Tutorial: Bulk load data into a table with COPY INTO
If you have data in cloud storage that needs to be bulk-loaded into a table in a Databricks workspace, the COPY INTO command is a great option. It supports incremental appends, simple transformations, and many data formats. It is ideal when the source directory contains a small number of files, for example thousands of files or fewer.
Note
Databricks recommends that you use Auto Loader for advanced use cases. Unlike COPY INTO
, Auto Loader supports handling millions of files per second, complex transformations, and merging change data.

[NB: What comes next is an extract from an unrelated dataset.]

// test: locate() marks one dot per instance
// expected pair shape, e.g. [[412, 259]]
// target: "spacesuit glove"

In this tutorial, you use the COPY INTO
command to load data from an Amazon S3 bucket in your AWS account into a table in your Databricks workspace.
Requirements
A Databricks account, and a Databricks workspace within your account. To create these, see Sign up for a free trial.
A Databricks SQL endpoint or an all-purpose cluster within your workspace. To create a SQL endpoint, see Create a SQL endpoint. To create an all-purpose cluster, see Create a cluster.
Familiarity with the Databricks workspace user interface. See Navigate the workspace.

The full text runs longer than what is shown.